Сенковский в конце года вернулся в журнал, а на самом-то то деле никуда и не «уходил»: Иван Крылов «заменял» его чисто формально. Михаил Деларю тоже вскоре получил весьма «тепленькое» чиновничье местечко, да и сама эта история оказалась едва ли не звездным часом всей его жизни, а митрополита бранили не только воспитанницы Смольного института. Никитенко сообщает: «Дома меня встретили как бы возвратившегося из дальнего и опасного странствия. В тот же день отправился я к князю. Он принял меня с изъявлением живого удовольствия. От него поехал я к министру и тоже был принят благосклонно: ни слова укора или даже совета на будущее. Он, между прочем, сказал: «И государь на вас вовсе не сердится. Прочитав пропущенные стихи, он только заметил: «Прозевал!» Но он вынужден был дать удовлетворение главе духовенства, и притом публичное и гласное. Во время вашего заключения он осведомлялся у коменданта, не слишком ли вы безпокоитесь, и выразил удовольствие, узнав, что вы спокойны. Митрополит вообще не много выиграл своим поступком. Государь недоволен тем, что он утруждал его мелочью. Итак, не тревожьтесь: вам ничто более не грозит».
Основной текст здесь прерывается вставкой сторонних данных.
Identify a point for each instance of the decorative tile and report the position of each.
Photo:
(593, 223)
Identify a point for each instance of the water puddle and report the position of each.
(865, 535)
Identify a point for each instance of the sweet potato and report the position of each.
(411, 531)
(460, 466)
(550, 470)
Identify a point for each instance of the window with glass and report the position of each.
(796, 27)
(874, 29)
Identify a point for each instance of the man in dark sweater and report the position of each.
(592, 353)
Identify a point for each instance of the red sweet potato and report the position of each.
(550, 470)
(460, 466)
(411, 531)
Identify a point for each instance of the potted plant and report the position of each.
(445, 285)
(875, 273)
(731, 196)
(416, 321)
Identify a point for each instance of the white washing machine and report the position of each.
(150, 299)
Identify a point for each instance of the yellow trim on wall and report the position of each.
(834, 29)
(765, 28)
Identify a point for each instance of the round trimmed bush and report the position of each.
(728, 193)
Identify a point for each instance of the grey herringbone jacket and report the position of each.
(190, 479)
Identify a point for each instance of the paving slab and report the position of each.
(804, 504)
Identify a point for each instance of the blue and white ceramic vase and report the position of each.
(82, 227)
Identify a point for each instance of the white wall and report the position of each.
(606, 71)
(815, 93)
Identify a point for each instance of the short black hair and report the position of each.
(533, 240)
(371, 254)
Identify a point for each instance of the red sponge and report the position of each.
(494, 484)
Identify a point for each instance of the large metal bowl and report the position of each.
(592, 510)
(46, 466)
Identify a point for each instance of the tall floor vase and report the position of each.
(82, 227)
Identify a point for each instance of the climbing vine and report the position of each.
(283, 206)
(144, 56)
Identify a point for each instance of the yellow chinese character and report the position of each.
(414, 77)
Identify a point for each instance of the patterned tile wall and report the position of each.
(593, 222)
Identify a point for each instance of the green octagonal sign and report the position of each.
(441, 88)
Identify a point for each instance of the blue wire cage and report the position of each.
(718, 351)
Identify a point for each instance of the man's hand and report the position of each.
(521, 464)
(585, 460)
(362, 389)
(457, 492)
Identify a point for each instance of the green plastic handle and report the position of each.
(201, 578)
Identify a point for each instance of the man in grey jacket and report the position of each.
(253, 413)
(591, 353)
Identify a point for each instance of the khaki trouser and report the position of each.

Никитенко еще многие годы прослужил в цензурном комитете, прослыв одним из самых либеральных его сотрудников. С именем митрополита Петербургского и Новгородского Серафима (1757–1843) связана знаменитая аудиенциия 17 апреля 1824 года у императора Александра I, после которой начались «гонения на мистиков». Митрополит Серафим вместе с армимандритом Фотием, выступая против «тайных обществ и еретиков», предлагали конкретные меры «к прекращению революции, готовимой втайне». 14 декабря 1825 года все это тайное стало явным, и митрополиту придется увещевать мятежников уже на Сенатской площади. История с журнальной публикацией по сравнению с этими событиями конечно же была мелочью, равно как и с пушкинской поэмой. Государь поступил так, как должен был поступить государь, удовлетворив просьбу митрополита публично и гласно… Но ведь и митрополит не мог поступить иначе. Он говорил о вполне конкретных фактах богохульства… Насколько он был прав (или же не прав) можно судить по самой «Гавриилиаде» и по тому, какую популярность получил перевод Деларю, распространявшийся в многочисленных списках, ставший модным романсом. Пройдет двенадцать лет, и некто П. Николаев запишет в альбоме: «Все с восторгом читают строки В. Гюго, где так сильно выражено его святотатственное вдохновение». В восторге от этого святотатства он создаст свое собственное стихотворение «Зачем я не демон», в котором обратится к своей возлюбленной: «…Тебя бы заставил я адскою властью // С молитвой во прахе стоять предо мной. // Ты б веру и Бога со мной позабыла. // Ты б с миром рассталась, меня лишь любя, // Ты б имя мое, как молитву, твердила, // И страстью своею я сжег бы тебя». Это подражание – не единственное. Немалой популярностью пользовалось стихотворение «Мой демон» («Краса природы, совершенство…»), которое приписывалось Рылееву, Лермонтову, Эдуарду Губеру и Михаилу Деларю. Ираклий Андроников даже посвятил ему один из своих рассказов-исследований «Заколдованное стихотворение», рассматривая как образец «удивительной по смелости революционной поэзии». Тема демонизма нашла отражение в лицейских стихах Михаила Деларю «Падший серафим», «Мефистофелю», восходящих к пушкинскому «Демону» (1823), эти же мотивы он выявил в своем переводе из Виктора Гюго, но, что называется, вовремя остановился…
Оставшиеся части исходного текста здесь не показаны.